Hay sucesos en la vida que prácticamente nos obligan a hacer una reflexión. He
aquí una mujer joven, de sólo veintidós años, madre ya de cinco hijos, apasionada
fumadora, que se enfurece porque en un restaurante le piden que no fume en la
sección reservada para no fumadores. La ira y la frustración la trastornan, y no
halla más escape para su furia que matar de un tiro a la mujer que se ha
quejado.
Hay personas que se creen muy libres por haber derribado barreras morales y
ataduras religiosas. Se jactan de su libertad, se pavonean de su independencia y
hacen alarde de su individualismo. Pero están atadas a vicios y pasiones mil
veces más fuertes que los valores de los cuales dicen estar libres.
En las décadas de 1960 y 1970 se desarrolló mundialmente ese sentimiento de
«libertad». Sobre todo los jóvenes, saltando las vallas de la familia, de la
iglesia, de la escuela y de la ley, reclamaron libertad.

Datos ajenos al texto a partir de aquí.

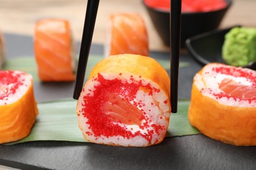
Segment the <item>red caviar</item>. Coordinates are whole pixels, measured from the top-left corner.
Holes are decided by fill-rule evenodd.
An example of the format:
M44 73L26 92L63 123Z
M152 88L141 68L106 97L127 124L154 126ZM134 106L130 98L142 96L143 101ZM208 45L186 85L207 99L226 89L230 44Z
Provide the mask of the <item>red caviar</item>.
M169 0L144 0L148 6L169 11ZM182 0L182 12L209 12L225 8L227 3L224 0Z
M23 85L20 75L14 74L13 71L0 71L0 99L14 94L17 88Z
M93 132L95 137L100 137L101 135L106 137L117 135L130 139L140 135L146 140L150 141L154 131L158 133L159 130L163 128L159 126L151 125L154 131L148 129L148 133L144 133L143 134L138 131L133 134L130 131L131 129L128 129L126 126L120 126L117 124L119 122L123 123L122 125L139 125L141 129L150 127L148 123L150 121L144 116L146 113L143 110L140 110L137 108L139 105L143 105L144 103L142 103L142 101L139 101L138 103L133 102L133 105L131 104L130 101L135 99L137 92L139 89L143 90L146 89L149 94L152 94L153 92L158 92L159 90L152 88L150 84L143 85L141 80L135 80L133 78L132 83L122 82L121 80L117 78L106 80L100 74L98 74L98 81L100 83L100 85L95 86L95 90L93 91L93 96L90 95L83 96L83 101L85 104L83 105L83 108L81 109L81 112L83 116L87 118L88 121L85 123L89 125L89 128ZM128 117L133 117L131 122L129 122L129 119L123 118L124 114L114 115L114 114L111 113L109 115L109 112L113 111L111 105L120 107L118 105L120 105L120 103L123 103L121 104L122 106L123 104L127 105L125 107L125 110L135 110L135 113L133 114L129 112L129 111L126 112L132 114L127 116ZM122 106L120 107L122 107ZM107 110L106 110L106 108L107 108ZM123 109L123 108L120 109ZM125 111L122 110L121 112ZM118 114L119 113L116 112L116 114ZM119 116L121 116L121 118L119 117ZM135 120L136 120L135 121ZM146 122L142 124L142 120L146 120ZM90 134L87 133L87 135Z

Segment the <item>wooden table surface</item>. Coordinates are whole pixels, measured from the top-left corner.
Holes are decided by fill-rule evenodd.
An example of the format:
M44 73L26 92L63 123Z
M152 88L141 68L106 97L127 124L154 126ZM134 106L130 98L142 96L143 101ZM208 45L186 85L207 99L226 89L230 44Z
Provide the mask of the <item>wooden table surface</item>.
M86 0L0 0L0 30L7 33L33 35L35 23L45 18L68 20L74 38L81 41ZM220 27L240 24L256 27L256 0L233 0ZM140 0L101 0L98 7L93 42L104 43L109 15L113 12L140 13L148 29L150 48L167 51L154 29Z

Y en efecto, se
independizaron de todo valor moral.
Sin embargo, en su supuesta libertad fueron presa de las drogas y del alcohol,
y en lugar de libertad, ganaron sólo más servidumbre y esclavitud. En su libertad
imaginaria gustaron el amor libre hasta saciarse, y el resultado fue la
depravación moral junto con su secuela inevitable y mortal, el SIDA.
Es que la libertad sin valores, sin normas morales, sin pautas espirituales,
sin límites religiosos, no es libertad; es libertinaje. Y el libertinaje es una
esclavitud más exigente que las leyes morales más estrictas. Sólo Jesucristo
ofrece verdadera libertad. Sólo Él quita la opresión. Sólo Él da libertad de las
pasiones, de los vicios, de los odios y del pecado. Sólo Él nos libra de toda
atadura y esclavitud. Si de veras queremos ser libres, sometámonos al señorío de
Cristo. Esa es la única manera de ser verdaderamente libres.